GasLog Partners LP: This 9.1% Yield Looks Compelling
Stock Yields 9.1%, and Growing
To earn bigger yields, you have to take bigger risks.
Investors won’t find many big payouts among blue-chip dividend stocks. Income hunters need to scope out lesser-known niches, like real estate investment trusts (REITs) or business development corporations (BDCs).
Master limited partnerships (MLPs) provide one of the last sources of high yields in today’s stock market. These firms typically own infrastructure assets like pipelines, terminals, and toll roads. And because they’re required by law to pay out most of their profits to shareholders, they crank out some of the highest yields around.
One of my favorites: GasLog Partners LP Unit (NYSE:GLOP). GasLog Partners stock sits at the upper end of the risk spectrum, as you’d expect from anything yielding 9.1%. This name, however, could make for a tidy income supplement for those who can handle the ups and downs.
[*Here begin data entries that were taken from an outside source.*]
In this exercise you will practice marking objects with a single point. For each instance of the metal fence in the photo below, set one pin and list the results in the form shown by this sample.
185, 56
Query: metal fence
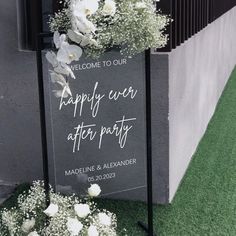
190, 16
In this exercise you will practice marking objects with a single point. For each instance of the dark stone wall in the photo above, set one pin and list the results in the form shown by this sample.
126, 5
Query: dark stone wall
20, 152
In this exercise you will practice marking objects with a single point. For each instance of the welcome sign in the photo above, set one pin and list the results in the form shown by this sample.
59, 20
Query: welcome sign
99, 132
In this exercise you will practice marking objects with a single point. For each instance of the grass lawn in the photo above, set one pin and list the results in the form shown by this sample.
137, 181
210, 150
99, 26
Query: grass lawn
206, 200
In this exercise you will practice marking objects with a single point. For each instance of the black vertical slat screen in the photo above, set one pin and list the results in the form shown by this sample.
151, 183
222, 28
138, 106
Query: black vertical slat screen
174, 23
166, 8
183, 20
187, 19
190, 16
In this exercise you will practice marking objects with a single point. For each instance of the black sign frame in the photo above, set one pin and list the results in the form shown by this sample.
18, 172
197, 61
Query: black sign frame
40, 36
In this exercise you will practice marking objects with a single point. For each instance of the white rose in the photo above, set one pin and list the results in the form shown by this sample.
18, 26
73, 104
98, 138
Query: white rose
63, 92
84, 25
51, 210
94, 190
81, 39
85, 7
28, 225
92, 231
109, 8
104, 219
82, 210
59, 67
74, 226
58, 39
34, 233
140, 5
68, 53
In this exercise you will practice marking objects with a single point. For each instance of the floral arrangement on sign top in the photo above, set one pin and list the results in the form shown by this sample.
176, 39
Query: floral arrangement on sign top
93, 27
68, 215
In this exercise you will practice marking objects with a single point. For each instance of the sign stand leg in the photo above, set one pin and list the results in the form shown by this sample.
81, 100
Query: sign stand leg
42, 117
148, 228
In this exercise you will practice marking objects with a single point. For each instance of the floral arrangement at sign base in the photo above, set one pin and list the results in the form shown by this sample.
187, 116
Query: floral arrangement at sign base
93, 27
65, 216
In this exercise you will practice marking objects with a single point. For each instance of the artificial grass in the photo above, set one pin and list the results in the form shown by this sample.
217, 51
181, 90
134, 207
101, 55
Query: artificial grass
206, 200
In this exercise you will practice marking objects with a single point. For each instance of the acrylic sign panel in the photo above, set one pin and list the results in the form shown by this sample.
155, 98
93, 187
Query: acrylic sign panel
99, 133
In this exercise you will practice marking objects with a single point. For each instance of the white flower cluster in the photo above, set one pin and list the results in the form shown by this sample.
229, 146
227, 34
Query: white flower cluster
95, 26
68, 215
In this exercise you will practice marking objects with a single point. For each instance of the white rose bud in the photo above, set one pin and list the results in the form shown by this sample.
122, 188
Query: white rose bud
92, 231
82, 210
104, 219
74, 226
52, 210
28, 225
34, 233
140, 5
94, 190
109, 8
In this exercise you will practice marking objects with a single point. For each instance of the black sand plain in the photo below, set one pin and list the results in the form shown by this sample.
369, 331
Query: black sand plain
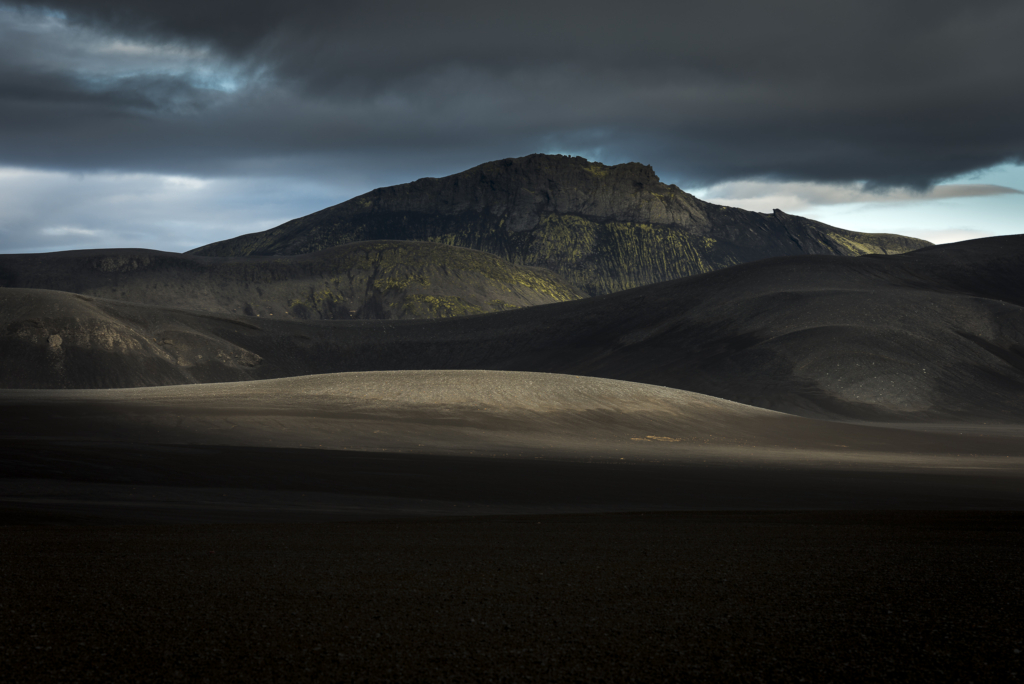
460, 525
487, 522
GasLog Partners owns ships that store and carry liquefied natural gas (LNG). These deals tend to get done through long-term contracts, which means analysts can project the partnership’s cash flow well into the future.
The company seems to be on a firm financial footing. Over the past 12 months, the business generated $124.5 million in distributable cash flow and paid out $90.4 million in distributions. That comes out to a payout ratio of 72.6%, sitting well within my comfort zone.
That payout will likely continue to grow. Right now, soaring energy production has sent U.S. natural gas prices to record lows. But overseas, the commodity still fetches a decent price in the marketplace.
This has created an opportunity for anyone who can buy gas cheap in America and sell it for a steep markup internationally. Regulators have approved dozens of new LNG export terminals across the country, creating a new “Made in America” export boom.
Ships, however, could become a bottleneck in that expansion. To accommodate soaring demand for new LNG tankers, GasLog Partners LP has invested billions of dollars to expand its business. This should allow management to grow cash flows—and, by rough extension, the distribution—at a high-single-digit clip over the next five years.
(Source: “Distributions,” GasLog Partners LP, last accessed June 28, 2018.)
In fact, interest rates present the only real thing that would point to a downgrade in the near future.
Because GasLog Partners’s cash flows resemble bond coupons, the partnership competes directly with fixed-income securities for capital. If interest rates rise, investors might dump their stocks for safer returns in the bond market.
That said, GasLog Partners stock’s almost-double-digit payout more than compensates shareholders for the risk here. For those willing to handle the higher risk, the payout looks like it’s worth it.